Dalam kitab Ibn al-Atsir, sikap beristeri lebih dari satu wanita yang dilakukan Nabi adalah upaya transformasi sosial (merujuk pada Jâmi’ al-Ushûl, juz XII, 108-179). Mekanisme beristeri lebih dari satu wanita yang diterapkan Nabi adalah strategi untuk meningkatkan kedudukan perempuan dalam tradisi feodal Arab pada abad ke-7 Masehi. Saat itu, nilai sosial seorang perempuan dan janda sedemikian rendah sehingga seorang laki-laki dapat beristri sebanyak mereka suka.

Sebaliknya, Nabi membatasi praktik poligami, mengkritik perilaku sewenang-wenang, dan menegaskan keharusan berlaku adil dalam beristeri lebih dari satu wanita.

Ketika Nabi melihat sebagian sahabat telah mengawini delapan sampai sepuluh perempuan, mereka diminta menceraikan dan menyisakan hanya empat. Itulah yang dilakukan Nabi kepada Ghilan bin Salamah ats-Tsaqafi RA, Wahb al-Asadi, dan Qais bin al-Harits. Dan, inilah pernyataan eksplisit dalam pembatasan terhadap kebiasan poligami yang awalnya tanpa batas sama sekali.

Teks-teks hadis beristeri lebih dari satu wanita sebenarnya mengarah kepada kritik, pelurusan, dan pengembalian pada prinsip keadilan. Teks hadis riwayat para ulama hadis terkemuka: Bukhari, Muslim, Turmudzi, dan Ibn Majah.
Nabi SAW marah besar ketika mendengar putri beliau, Fatimah binti Muhammad SAW, akan dimadu oleh Ali bin Abi Thalib.

“Beberapa keluarga Bani Hasyim bin al-Mughirah meminta izin kepadaku untuk mengawinkan putri mereka dengan Ali bin Abi Thalib. Ketahuilah, aku tidak akan mengizinkan, sekali lagi tidak akan mengizinkan. Sungguh tidak aku izinkan, kecuali Ali bin Abi Thalib menceraikan putriku, kupersilakan mengawini putri mereka. Ketahuilah, putriku itu bagian dariku; apa yang mengganggu perasaannya adalah menggangguku juga, apa yang menyakiti hatinya adalah menyakiti hatiku juga.” (Jâmi’ al-Ushûl, juz XII, 162, nomor hadis: 9026).

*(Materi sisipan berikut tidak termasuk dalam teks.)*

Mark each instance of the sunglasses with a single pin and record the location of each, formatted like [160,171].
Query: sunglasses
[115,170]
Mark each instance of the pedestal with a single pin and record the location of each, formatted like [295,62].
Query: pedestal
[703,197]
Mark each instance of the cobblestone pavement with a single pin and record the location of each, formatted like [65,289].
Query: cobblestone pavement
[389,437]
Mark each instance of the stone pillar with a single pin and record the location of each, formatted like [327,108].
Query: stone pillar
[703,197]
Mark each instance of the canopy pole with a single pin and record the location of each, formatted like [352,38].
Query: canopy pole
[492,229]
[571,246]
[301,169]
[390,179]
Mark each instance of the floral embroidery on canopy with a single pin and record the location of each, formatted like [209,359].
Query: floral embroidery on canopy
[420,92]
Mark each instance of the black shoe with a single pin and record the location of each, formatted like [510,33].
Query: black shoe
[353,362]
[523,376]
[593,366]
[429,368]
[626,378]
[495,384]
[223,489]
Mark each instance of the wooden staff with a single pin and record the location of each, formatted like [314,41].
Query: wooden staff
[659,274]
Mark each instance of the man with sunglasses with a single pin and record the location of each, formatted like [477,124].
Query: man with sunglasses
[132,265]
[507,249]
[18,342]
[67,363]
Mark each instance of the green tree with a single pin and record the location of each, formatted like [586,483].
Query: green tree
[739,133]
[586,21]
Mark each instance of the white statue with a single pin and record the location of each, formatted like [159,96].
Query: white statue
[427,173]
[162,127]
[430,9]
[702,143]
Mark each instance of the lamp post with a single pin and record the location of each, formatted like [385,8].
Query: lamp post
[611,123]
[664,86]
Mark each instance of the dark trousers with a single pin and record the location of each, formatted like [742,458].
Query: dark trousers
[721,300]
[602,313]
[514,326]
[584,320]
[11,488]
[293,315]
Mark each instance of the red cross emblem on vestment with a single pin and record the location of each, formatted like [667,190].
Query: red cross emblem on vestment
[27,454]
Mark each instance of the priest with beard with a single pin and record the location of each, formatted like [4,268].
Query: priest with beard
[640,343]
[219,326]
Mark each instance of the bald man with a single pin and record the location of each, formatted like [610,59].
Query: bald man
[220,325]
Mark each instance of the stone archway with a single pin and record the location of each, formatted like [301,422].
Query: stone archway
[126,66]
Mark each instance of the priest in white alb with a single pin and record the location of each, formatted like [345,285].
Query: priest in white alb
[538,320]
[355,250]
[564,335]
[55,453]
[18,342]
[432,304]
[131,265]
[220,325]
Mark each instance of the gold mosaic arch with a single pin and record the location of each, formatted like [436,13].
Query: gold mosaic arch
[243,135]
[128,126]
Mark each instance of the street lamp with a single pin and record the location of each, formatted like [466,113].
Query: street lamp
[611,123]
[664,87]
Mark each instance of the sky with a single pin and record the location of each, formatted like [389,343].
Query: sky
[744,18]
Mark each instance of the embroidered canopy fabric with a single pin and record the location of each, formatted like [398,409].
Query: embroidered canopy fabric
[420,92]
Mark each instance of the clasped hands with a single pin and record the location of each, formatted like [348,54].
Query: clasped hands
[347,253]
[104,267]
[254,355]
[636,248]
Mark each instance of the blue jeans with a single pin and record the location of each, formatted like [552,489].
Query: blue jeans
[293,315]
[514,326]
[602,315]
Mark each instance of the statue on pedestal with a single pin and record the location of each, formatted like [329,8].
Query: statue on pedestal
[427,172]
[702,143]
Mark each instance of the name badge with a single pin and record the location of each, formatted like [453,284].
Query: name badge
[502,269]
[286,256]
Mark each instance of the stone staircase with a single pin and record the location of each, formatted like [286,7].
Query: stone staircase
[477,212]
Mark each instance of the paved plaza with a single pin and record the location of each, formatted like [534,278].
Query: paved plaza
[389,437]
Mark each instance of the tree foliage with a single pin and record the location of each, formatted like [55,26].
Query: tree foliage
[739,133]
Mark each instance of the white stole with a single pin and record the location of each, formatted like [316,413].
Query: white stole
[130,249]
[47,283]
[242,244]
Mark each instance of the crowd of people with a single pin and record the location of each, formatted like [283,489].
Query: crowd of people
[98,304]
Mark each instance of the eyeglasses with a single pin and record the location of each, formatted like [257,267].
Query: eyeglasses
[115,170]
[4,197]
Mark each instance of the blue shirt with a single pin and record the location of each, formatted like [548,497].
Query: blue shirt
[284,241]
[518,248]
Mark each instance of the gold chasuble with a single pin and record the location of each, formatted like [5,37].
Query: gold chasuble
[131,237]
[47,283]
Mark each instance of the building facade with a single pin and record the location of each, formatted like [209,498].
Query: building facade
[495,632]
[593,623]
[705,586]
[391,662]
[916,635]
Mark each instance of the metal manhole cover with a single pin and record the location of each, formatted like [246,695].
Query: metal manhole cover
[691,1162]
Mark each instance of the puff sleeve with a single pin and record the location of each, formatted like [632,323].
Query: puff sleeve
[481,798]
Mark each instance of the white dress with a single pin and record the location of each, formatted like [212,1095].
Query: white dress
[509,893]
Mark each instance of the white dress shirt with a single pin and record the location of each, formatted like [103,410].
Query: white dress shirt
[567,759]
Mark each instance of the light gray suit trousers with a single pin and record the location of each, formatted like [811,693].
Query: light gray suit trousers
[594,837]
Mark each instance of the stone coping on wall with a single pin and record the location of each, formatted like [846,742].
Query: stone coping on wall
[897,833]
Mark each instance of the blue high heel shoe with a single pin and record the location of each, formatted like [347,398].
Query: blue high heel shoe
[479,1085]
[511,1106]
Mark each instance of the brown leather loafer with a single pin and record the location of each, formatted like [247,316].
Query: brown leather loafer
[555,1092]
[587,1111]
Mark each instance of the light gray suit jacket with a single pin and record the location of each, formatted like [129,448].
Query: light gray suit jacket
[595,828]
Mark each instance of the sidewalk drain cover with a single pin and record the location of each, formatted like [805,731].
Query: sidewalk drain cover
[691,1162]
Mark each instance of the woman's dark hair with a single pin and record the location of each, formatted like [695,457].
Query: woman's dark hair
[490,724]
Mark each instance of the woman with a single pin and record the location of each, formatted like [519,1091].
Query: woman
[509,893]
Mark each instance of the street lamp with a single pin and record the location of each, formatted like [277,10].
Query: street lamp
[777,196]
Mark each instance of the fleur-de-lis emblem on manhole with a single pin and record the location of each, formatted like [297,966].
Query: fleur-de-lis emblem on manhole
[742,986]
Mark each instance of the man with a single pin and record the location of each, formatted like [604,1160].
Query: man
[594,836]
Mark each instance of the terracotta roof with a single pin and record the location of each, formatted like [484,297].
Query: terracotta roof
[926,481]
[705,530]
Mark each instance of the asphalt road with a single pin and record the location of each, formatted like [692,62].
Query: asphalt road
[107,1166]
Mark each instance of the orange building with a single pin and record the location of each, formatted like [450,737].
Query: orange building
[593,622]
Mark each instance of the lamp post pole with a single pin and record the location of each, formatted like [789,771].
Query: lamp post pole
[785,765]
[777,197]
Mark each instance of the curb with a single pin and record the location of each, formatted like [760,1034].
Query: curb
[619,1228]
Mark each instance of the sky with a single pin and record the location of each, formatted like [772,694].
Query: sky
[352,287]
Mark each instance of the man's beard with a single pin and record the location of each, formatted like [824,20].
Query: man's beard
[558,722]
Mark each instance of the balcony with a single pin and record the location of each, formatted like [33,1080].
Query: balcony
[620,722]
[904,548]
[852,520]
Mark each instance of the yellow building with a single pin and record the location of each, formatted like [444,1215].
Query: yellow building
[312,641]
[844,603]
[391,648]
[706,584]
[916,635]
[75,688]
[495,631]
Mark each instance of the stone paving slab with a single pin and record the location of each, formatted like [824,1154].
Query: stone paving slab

Sudah jelas bahwa poligami pada dasarnya diperbolehkan jika ada sebab-sebab ternentu yang benar-benar darurat. Jika argumen agama akan digunakan, maka sebagaimana prinsip yang dikandung dari teks-teks keagamaan itu, dasar poligami seharusnya dilihat sebagai jalan darurat. Dalam kaidah fikih, kedaruratan memang diperkenankan. Ini sama halnya dengan memakan bangkai; suatu tindakan yang dibenarkan manakala tidak ada yang lain yang bisa dimakan kecuali bangkai.

Pilihan monogami-poligami bukanlah sesuatu yang prinsip. Yang prinsip adalah keharusan untuk selalu merujuk pada prinsip-prinsip dasar syariah, yaitu keadilan, membawa kemaslahatan dan tidak mendatangkan mudarat atau kerusakan (mafsadah).

Dan, manakala diterapkan, maka untuk mengidentifikasi nilai-nilai prinsipal dalam kaitannya dengan praktik poligami ini, semestinya perempuan diletakkan sebagai subyek penentu keadilan. Ini prinsip karena merekalah yang secara langsung menerima akibat poligami.